Since starting working where I am working now, I've been in an endless struggle with my boss and coworkers in regard to updating systems.
I of course totally agree that any update (be it firmware, O.S. or application) should not be applied carelessly as soon as it comes out, but I also firmly believe that there should be at least some reason if the vendor released it; and the most common reason is usually fixing some bug... which maybe you're not experiencing now, but you could be experiencing soon if you don't keep up with .
This is especially true for security fixes; as an examle, had anyone simply applied a patch that had already been available for months, the infamous SQL Slammer
worm would have been harmless.
I'm all for testing and evaluating updates before deployng them; but I strongly disagree with the "if it's not broken then don't touch it" approach to systems management, and it genuinely hurts me when I find production Windows 2003 SP1 or ESX 3.5 Update 2 systems, and the only answer I can get is "it's working, we don't want to break it".
What do you think about this?
What is your policy?
And what is your company policy, if it doesn't match your own?
What about firmware updates (BIOS, storage, etc.)?
What about main O.S. updates (service packs)?
What about minor O.S. updates?
What about application updates?
My main interest is of course in updating servers, as client patch management is usually more straightforward and there are well known tools and best practices to handle it.
Security and agility should be balanced against stability and uptime when determining your patching strategy. Your push-back approach for this should be along the lines of 'Okay, but you need to know that we're now at risk of these servers becoming compromised and having our data stolen, or having the servers be rendered non-functional' and 'Okay, but you need to know that this impacts our vendor support for this system, and future ability to have this system interact with new systems'.
Against the longer-term 'not broke, don't update' mentality, you should make it clear that:
Hope this gives you some leverage and best of luck in convincing the aboves to take things seriously. As always, establish a paper trail that proves you've apprised management of the risks they're taking.
This is an endless debate and reasonable people will disagree. If you're talking about user PCs, I agree they need to be updated. If you're talking about servers, consider a separate policy for servers that face the internet and those that don't. I don't know about your servers but in my environment, maybe 10% of our servers have ports open to the internet. These internet-facing servers get highest priority when it comes to security patches. Servers that don't face the internet are lower priority.
Security gurus will argue that this approach is problematic because if a hacker ever does get into your network, the unpatched servers will allow exploits to fritter through the network like wildfire and that's a reasonable argument. Still, if you keep those internet-facing servers locked down tight and properly configure your firewall to only open those ports that are absolutely needed, I think this approach works and can often be used to appease managers that are afraid of patches.
If you're only relying on Windows Update for patches (you didn't mention which OS you're running but I'm mostly a Windows guy so this is my reference), take a look at the actual hotfixes that get released every month.
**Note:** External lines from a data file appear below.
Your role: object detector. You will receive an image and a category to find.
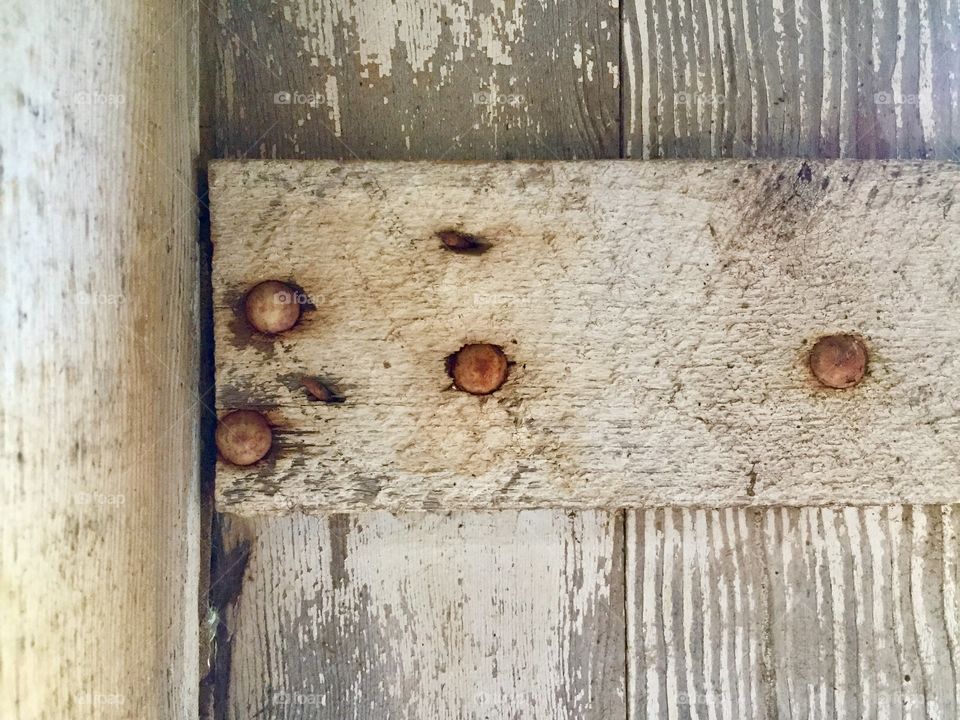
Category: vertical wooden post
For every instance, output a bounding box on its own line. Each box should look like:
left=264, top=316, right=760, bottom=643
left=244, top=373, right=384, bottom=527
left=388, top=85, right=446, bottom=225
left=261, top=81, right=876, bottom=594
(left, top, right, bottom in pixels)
left=0, top=0, right=201, bottom=720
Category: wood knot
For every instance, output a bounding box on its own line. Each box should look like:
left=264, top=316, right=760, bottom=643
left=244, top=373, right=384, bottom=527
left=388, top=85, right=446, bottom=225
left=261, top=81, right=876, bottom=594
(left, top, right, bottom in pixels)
left=810, top=335, right=867, bottom=390
left=447, top=343, right=509, bottom=395
left=216, top=410, right=273, bottom=465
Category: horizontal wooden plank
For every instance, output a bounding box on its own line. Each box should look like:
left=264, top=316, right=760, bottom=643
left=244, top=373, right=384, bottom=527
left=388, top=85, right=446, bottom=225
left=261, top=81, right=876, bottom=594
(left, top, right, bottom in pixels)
left=212, top=161, right=960, bottom=513
left=622, top=0, right=960, bottom=160
left=211, top=0, right=620, bottom=160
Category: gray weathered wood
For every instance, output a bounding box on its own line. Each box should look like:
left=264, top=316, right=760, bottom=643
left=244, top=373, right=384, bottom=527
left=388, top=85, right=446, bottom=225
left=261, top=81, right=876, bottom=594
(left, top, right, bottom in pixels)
left=626, top=506, right=960, bottom=720
left=623, top=0, right=960, bottom=159
left=210, top=0, right=620, bottom=159
left=0, top=0, right=201, bottom=720
left=219, top=512, right=625, bottom=720
left=210, top=0, right=960, bottom=720
left=202, top=0, right=626, bottom=720
left=211, top=161, right=960, bottom=513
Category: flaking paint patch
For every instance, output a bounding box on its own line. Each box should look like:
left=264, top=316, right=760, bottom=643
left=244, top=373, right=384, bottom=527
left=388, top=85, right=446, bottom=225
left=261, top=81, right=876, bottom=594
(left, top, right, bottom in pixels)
left=294, top=0, right=525, bottom=77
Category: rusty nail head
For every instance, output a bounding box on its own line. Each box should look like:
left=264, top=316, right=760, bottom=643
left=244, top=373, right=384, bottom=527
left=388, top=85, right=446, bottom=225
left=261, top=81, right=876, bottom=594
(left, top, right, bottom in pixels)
left=243, top=280, right=300, bottom=335
left=810, top=335, right=867, bottom=390
left=216, top=410, right=273, bottom=465
left=447, top=343, right=509, bottom=395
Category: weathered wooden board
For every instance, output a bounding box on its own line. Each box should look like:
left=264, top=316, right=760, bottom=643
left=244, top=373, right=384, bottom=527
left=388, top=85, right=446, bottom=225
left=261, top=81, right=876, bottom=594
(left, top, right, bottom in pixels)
left=626, top=506, right=960, bottom=720
left=0, top=0, right=201, bottom=720
left=622, top=0, right=960, bottom=159
left=202, top=0, right=626, bottom=720
left=216, top=0, right=620, bottom=160
left=211, top=161, right=960, bottom=513
left=201, top=0, right=960, bottom=720
left=218, top=511, right=626, bottom=720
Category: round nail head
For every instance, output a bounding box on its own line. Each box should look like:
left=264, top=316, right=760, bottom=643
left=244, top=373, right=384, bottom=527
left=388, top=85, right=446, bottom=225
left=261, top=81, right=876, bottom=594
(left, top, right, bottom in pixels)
left=810, top=335, right=867, bottom=390
left=450, top=343, right=507, bottom=395
left=244, top=280, right=300, bottom=335
left=217, top=410, right=273, bottom=465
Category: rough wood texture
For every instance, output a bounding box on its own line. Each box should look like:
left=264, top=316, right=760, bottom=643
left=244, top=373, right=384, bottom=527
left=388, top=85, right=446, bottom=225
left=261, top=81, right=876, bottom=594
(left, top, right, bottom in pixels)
left=210, top=0, right=626, bottom=720
left=0, top=0, right=200, bottom=720
left=219, top=512, right=626, bottom=720
left=211, top=161, right=960, bottom=513
left=626, top=506, right=960, bottom=720
left=216, top=0, right=620, bottom=159
left=622, top=0, right=960, bottom=159
left=208, top=0, right=960, bottom=720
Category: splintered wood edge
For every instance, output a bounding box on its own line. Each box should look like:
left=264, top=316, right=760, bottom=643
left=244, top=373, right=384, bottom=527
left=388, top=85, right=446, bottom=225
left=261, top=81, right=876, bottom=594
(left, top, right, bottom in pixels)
left=211, top=161, right=960, bottom=513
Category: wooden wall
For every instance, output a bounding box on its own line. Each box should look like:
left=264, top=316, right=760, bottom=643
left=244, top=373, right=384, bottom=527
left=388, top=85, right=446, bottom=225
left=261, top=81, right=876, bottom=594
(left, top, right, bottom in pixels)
left=201, top=0, right=960, bottom=719
left=0, top=0, right=201, bottom=720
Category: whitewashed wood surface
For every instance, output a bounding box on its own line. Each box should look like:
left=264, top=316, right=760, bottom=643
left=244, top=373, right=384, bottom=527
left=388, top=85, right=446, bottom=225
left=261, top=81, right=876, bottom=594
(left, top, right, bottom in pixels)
left=0, top=0, right=200, bottom=720
left=626, top=505, right=960, bottom=720
left=211, top=161, right=960, bottom=514
left=201, top=0, right=960, bottom=720
left=219, top=512, right=626, bottom=720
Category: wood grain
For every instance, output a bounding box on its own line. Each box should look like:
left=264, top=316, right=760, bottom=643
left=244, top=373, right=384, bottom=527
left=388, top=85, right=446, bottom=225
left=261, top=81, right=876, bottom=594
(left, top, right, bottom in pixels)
left=626, top=506, right=960, bottom=720
left=201, top=0, right=626, bottom=720
left=219, top=512, right=625, bottom=720
left=201, top=0, right=958, bottom=720
left=211, top=161, right=960, bottom=514
left=0, top=0, right=201, bottom=720
left=211, top=0, right=620, bottom=159
left=622, top=0, right=960, bottom=159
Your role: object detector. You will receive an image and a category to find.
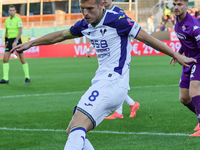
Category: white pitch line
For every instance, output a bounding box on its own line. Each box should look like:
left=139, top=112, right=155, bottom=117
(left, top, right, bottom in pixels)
left=0, top=84, right=178, bottom=99
left=0, top=127, right=189, bottom=136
I have some servers that if I run Windows Update on them I'll be told I need 50+ patches but if I scroll through those patches and research each of them, I'll find that 90% of the items being patches are not security related but fix bugs that affect services I don't run on that box. In larger environments where you use a patch management system, it's common to review everything that gets released and only bother with what is absolutely necessary and that usually amounts to about 10% of what Microsoft releases.
My argument is that this debate about "to patch or not to patch" suggests you have to be one one side or the other when, really, this is a huge grey area.
I can only talk about servers but we have a 'Quarterly update' regime, on four predetermined and announced dates per year we bunch up update requests, apply them to our reference environment, run them for a month to test stability and if good roll out during the following n days/weeks. On top of this we apply an emergency update policy where we have the ability to deploy into reference, test and roll out urgent updates within a day or two if the severity is such - although this has only been used 2/3 times in the last 4 years or so.
This twin-approach ensures that our servers are reasonably, but not stupidly, up to date, that updates are driven by subject-matter-experts (i.e. firmware, drivers, OS, app staff) not vendors but that it also allows rapid fixes if required. Oh course we're lucky to have very few different hardware models across the whole business (<10 server varients) and sizable, and up to date, reference platforms to test against.
My view is that the best course is pretty much smack in the middle of your two extremes. e.g. Why do you so desperately want to upgrade ESX if there's no demonstrable reason for doing so, possibly breaking working systems in the process? Sure it might be vulnerable if it was public facing but there should be no way it can be directly accessed from outside your network, so where's the risk? Are there any bugs or lack of features that are actually presenting you with a reason to upgrade?
Upgrading for the sake of it, which is really what you're proposing ("but you could be experiencing soon"), even while claiming you're not, is an absurd and dangerous road to travel. Unless you can present an actual reason, as opposed to some theoretically possible reason, you're never going to convince others if they're opposed to the upgrade.
If you believe there is a real reason to perform an upgrade you should document both the pros and cons, and there are always cons, and present that to those higher up the tree. Properly documented there should be little resistance. If you can't provide a convincing argument then sit back and give that fact some serious thought.
Edit
I thought I should make it clear that I see a vast difference between applying required security and stability patches as compared to performing software or OS upgrades. The first I implement after proper testing. The latter I do only if there is a real benefit.
I've worked at different firms that had policies all over the continuum from "apply patches ASAP, we don't care if they break something we have working -- we'll back them out then" to "nothing gets applied without two weeks of testing." Both extremes (and points in between) are fine as long as the Company understands the tradeoffs.
That's the important point: there is no right or wrong particular answer to this question; it's a matter of balancing stability vs. safety or features in your particular environment. If your management chain understands that delaying patches for testing may make them more vulnerable to malware, thats fine. Likewise, if they understand that applying patches as soon as they are available may not work or even break your particular system configuration, that is also fine. Problems exist when these tradeoffs are not understood.
Security updates get sent to a staging server, then production after they've shown that they don't blow things up. Unless there's a real bleeping emergency (which I have hit a few times :( ), in which case PRODUCTION NOW. Other updates only as required, after spending time in staging.
I think the first thing to do is to "classify" updates by severity, and have patch schedule based on the classification. There is no doubt zero-day security fixes must be applied right away; whereas Service Pack can wait after careful evaluations.